As with these three lawyers, the principle argument against the Arizona law by members of the legal profession is that it violates the Supremacy clause in the Constitution, and to bolster that argument it is claimed that constitutionally, immigration is a federal issue, not state.

I suppose we should cut these lawyers some slack for their shortcomings in understanding the Constitution since law schools do not teach the U.S. Constitution. Instead, they teach case law about the Constitution. That’s kind of like the old parlor game where the guests are lined up and the first person in line is given a message, which he whispers in the ear of the person next to him. That person then whispers the message to the next person, and so on, continuing to the last person, who then repeats the message aloud. Invariably, there will be little resemblance between the message heard by the last person and the message given to the first person.

That basically is how the judicial doctrine of “stare decisis” or binding precedent works. Each time an appellate court hands down a ruling on a constitutional matter it becomes a precedent that must be considered by other courts whenever a similar case comes before it. After over two hundred years of precedents, each building on a previous ruling in a similar case, it is no wonder that there is often little resemblance between the court’s opinion and the text of the Constitution.

For example, Article 1.8.4 gives Congress the power to “establish an uniform rule of naturalization”. Naturalization is not the same as immigration. The former deals with citizenship while the latter deals with residence. The Constitution says nothing about immigration and until the early twentieth century immigration matters were left to the states under the Tenth Amendment.

An objective reading of the “Supremacy Clause” yields a similar result.
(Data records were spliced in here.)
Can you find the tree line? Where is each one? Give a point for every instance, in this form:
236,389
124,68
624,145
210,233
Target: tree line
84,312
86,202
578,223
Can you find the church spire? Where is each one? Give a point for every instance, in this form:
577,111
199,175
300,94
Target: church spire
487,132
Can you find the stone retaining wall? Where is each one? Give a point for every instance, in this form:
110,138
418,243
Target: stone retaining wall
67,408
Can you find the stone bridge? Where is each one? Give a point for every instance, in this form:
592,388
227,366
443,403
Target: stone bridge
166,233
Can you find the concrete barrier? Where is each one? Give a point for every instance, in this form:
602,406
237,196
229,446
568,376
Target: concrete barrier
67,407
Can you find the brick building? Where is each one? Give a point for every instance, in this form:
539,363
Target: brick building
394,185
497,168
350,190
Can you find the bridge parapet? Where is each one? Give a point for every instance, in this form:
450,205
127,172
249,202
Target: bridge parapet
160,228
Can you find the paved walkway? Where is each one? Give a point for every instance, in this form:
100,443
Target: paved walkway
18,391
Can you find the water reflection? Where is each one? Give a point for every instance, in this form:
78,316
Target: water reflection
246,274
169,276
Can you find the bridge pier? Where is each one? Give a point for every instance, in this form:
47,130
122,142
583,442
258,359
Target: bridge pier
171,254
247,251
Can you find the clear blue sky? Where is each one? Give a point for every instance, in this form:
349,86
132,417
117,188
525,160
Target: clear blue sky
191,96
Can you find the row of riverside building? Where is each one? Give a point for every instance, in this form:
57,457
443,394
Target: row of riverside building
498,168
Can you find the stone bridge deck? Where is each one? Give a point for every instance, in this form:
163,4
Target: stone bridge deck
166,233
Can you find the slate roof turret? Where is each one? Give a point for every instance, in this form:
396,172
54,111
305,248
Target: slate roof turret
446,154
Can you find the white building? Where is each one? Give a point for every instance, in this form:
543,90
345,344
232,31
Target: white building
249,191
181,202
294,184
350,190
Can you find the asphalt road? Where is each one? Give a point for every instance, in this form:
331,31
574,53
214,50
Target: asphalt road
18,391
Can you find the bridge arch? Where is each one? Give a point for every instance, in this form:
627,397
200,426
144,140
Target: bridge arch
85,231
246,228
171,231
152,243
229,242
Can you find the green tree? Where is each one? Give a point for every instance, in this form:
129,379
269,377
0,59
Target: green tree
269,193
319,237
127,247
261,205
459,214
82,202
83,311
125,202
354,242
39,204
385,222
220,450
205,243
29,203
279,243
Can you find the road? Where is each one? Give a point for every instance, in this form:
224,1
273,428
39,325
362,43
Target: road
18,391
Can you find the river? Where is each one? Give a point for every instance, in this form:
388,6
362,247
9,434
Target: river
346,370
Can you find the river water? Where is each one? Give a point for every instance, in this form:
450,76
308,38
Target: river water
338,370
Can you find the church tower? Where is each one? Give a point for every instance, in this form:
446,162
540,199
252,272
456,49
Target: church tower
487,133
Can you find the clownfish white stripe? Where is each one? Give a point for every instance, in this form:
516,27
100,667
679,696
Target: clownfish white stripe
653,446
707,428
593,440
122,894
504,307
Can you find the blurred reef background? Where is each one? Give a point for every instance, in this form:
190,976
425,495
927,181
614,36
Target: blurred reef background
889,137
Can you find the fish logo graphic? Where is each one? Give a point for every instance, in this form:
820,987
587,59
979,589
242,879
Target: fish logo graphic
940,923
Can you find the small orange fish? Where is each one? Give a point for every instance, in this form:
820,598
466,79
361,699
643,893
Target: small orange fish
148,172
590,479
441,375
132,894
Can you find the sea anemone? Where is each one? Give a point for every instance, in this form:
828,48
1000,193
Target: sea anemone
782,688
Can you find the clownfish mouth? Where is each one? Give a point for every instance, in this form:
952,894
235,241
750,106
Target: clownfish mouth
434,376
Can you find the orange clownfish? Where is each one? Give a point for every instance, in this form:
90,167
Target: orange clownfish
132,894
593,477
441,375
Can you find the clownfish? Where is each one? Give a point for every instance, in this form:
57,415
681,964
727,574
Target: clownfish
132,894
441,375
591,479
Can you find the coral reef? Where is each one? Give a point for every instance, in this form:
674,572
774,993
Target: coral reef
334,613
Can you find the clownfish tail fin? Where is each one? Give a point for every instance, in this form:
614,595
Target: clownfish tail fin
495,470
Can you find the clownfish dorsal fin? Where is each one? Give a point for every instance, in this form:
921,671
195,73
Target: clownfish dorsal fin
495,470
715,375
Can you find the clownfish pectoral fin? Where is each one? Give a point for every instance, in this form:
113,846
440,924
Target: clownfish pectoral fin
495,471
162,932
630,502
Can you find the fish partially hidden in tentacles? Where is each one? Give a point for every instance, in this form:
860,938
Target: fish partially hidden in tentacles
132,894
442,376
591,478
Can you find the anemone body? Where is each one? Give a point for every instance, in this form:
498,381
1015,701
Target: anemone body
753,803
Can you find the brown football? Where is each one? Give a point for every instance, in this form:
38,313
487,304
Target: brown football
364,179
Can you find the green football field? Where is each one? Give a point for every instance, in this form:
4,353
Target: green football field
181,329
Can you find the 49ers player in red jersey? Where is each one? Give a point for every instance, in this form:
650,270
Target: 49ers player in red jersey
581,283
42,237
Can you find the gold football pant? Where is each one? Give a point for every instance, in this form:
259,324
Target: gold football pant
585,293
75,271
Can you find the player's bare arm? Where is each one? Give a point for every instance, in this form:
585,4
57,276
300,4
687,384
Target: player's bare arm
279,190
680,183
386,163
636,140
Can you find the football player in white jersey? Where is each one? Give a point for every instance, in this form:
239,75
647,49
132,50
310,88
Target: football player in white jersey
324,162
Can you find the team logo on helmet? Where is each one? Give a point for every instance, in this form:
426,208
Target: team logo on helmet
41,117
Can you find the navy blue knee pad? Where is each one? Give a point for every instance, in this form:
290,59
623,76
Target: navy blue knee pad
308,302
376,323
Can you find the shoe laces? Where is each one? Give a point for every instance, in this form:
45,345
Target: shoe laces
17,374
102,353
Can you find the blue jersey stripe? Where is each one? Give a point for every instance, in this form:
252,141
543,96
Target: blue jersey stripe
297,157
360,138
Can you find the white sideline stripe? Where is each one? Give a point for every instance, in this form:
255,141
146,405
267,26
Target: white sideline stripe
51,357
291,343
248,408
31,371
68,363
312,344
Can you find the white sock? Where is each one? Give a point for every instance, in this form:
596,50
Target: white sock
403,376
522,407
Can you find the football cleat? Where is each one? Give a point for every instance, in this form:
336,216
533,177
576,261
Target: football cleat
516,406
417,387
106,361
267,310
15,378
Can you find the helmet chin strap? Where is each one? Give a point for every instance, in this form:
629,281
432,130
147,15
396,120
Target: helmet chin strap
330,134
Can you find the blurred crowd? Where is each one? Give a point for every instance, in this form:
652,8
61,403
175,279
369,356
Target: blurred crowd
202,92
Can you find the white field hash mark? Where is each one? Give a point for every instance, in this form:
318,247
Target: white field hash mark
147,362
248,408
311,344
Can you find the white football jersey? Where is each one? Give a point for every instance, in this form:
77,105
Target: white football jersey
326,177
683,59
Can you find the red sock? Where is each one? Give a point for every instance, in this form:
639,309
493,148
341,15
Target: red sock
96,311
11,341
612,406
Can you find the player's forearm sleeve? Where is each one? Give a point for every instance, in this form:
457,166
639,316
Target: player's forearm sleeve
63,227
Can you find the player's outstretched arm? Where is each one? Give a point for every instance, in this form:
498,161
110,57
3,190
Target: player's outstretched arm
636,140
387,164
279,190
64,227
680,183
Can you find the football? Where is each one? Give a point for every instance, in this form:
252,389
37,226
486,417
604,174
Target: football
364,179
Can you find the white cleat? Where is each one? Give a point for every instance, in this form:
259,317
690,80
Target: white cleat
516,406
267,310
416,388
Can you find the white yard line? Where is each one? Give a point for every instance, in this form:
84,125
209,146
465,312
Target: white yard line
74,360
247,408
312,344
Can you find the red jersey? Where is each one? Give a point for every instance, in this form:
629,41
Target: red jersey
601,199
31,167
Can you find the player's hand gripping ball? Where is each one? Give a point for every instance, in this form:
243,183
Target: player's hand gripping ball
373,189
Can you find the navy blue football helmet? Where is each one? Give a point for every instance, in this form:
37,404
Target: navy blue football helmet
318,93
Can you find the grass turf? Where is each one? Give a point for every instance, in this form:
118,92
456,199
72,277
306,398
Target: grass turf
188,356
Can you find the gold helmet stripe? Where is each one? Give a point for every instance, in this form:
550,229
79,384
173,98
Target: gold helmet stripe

The Supremacy Clause is found in Article VI of the Constitution which reads,

(6.0.2-3) “This Constitution, and the Laws of the United States which shall be made in Pursuance thereof… shall be the supreme Law of the Land…and the judges in every state shall be bound thereby, anything in the Constitution or laws of any state to the contrary notwithstanding”.

The first thing we should notice about this passage is that it is the Constitution, not federal law per se, that is the “supreme law of the land”. In order for federal law to take precedence over state law it must first meet the Constitutional requirement of the Supremacy Clause. That is, it must be a law that is made in “pursuance” to the Constitution. In other words, it must be a law that is necessary for “carrying into execution” one of the enumerated powers. (Art 1.8.18) Immigration law does not meet this Constitutional threshold since it is not necessary for the federal government to control immigration in order to set an uniform rule for becoming a U.S. citizen.

Since immigration is not one of the enumerated powers delegated to the federal government by the Constitution it is a power that is “reserved to the states and to the people“. (Amendment 10) In the end, whether the courts rule in favor of Arizona or the federal government will depend on whether they follow the doctrine of stare decisis or the plain text of the Constitution. It will be an interesting and important case to watch.